Friday, July 11, 2014

Fully Funded and Living

"Elise, Elise," she whispered, "wake up! We want to spend some time with you this morning." And so I stumbled out of bed and joined my dear friends for our last breakfast, picked up their now one year old boy as he layed his head down on my chest to give 'Auntie Elise' hugs. He screeched and smiled with those dimples that make your heart melt as I tipped him upside down. We took pictures and exchanged hugs and as quickly as it began I found myself climbing into my car, driving away... and crying.

And so it begins. The season of goodbyes, once again. And it's bitter and it is sweet all at the same time. I was reminded this morning that this time is precious. I know the next time I see the young little faces, the babies will be toddlers and the toddlers will be going on teenagers. And that part, it never gets easy. Sometimes I find myself wondering, asking the what-if questions. What if I stayed in America? Would I post my happy married photos like the rest of the Facebook world? Would I get the good social work position advocating against sex trafficking or working in a prison? What if I was able to be an active presence in the life of my nieces and nephews? What if I could eat yogurt everyday?  What if's never get us very far except down a road of discontentment, so I try to come back to reality. You know... the crying in your car slap in the face reality that makes you thankful.

Yes, thankful. If I sit and think about what a blessing those tears are. Thankful that they represent love and support given by good friends, and to know that they are not the last. That there will be even more heartbreaking goodbyes and longer hugs to give as I prepare to go back to my other home. And that my friends, that is a blessing...to know that you are so loved.

I was reminded again of that love this morning as I sat and read Paul's letter to the Thessalonians. "For we know brothers, loved by God, that He has chosen YOU" (1 Thess 1:4). I stopped to soak in the life of those words.

Chosen...

Chosen for what? What does that even mean? Paul answers in chapter 2. Chosen to share the gospel: "So, being affectionately desirous of you, we were ready to share with you not only the gospel of God but also our own selves, because you had become very dear to us" (2:8).  The dear ones for Paul were the Thessalonians during that season, for me it is the Karimojong.

(photo by Lainey Johnson)
This morning I was reminded of love, but I was also reminded of life. Life that comes alive when an illiterate woman from the village is able to pick up the Living Word and read it to her children. Life that comes when a sick baby is able to get medical treatment because of the money given by a faithful tither. Life found sitting with a mother who was just beaten by her husband or the man who just lost his wife and being able to love in the middle of the mess and present hope. Life that comes from sharing not only the gospel, but my life in Karamoja.

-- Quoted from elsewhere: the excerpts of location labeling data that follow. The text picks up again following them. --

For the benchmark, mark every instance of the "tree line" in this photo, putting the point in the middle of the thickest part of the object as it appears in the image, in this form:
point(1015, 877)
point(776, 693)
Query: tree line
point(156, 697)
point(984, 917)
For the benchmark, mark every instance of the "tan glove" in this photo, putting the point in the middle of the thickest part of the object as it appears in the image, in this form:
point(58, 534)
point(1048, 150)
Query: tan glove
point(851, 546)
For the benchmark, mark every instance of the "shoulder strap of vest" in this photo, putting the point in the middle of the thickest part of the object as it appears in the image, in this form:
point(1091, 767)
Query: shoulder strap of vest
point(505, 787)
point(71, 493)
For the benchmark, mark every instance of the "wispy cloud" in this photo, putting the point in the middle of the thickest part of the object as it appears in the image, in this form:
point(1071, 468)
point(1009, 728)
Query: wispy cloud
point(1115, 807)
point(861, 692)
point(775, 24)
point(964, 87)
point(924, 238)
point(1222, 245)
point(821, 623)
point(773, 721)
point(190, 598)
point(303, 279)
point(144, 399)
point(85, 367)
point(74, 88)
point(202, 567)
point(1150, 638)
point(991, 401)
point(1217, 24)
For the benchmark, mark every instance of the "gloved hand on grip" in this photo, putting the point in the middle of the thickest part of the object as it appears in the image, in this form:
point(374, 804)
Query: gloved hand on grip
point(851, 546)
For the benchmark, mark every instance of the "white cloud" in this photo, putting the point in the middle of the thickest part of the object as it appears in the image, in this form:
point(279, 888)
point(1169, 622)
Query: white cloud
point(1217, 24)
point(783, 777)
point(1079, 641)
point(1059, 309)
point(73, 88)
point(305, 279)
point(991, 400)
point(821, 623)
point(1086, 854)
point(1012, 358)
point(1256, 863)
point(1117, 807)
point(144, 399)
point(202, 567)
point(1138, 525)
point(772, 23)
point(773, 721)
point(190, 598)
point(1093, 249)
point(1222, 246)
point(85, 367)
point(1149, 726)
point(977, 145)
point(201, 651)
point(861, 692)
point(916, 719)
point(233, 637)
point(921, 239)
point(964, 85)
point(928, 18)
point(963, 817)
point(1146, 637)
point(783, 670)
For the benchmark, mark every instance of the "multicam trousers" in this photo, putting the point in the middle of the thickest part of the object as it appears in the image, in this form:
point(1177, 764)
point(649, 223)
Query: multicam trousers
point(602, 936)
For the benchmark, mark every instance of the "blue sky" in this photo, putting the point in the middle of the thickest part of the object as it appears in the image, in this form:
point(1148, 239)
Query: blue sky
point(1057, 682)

Yep... this is life. This is the life I love, and the life I'm blessed to go back to.

Don't get me wrong, it's been a blast being in America, and you better believe that I will continue to live it up these next six weeks; but amidst the business, the speaking engagements, the early morning coffees and the late night heart to hearts - I hear my King whisper and remind me what is life.

"For now we live, if you are standing fast in the Lord. For what is our hope or joy or crown of boasting before our Lord Jesus at his coming? Is it not you? For you are our glory and joy." (1 Thess 3:8; 2:19-20)

I'm thankful that even in the middle of the hard goodbyes, He has reminded me of life. AND! That He has has once again blown me away with His provision fully funded to return to this blessed life in Karamoja.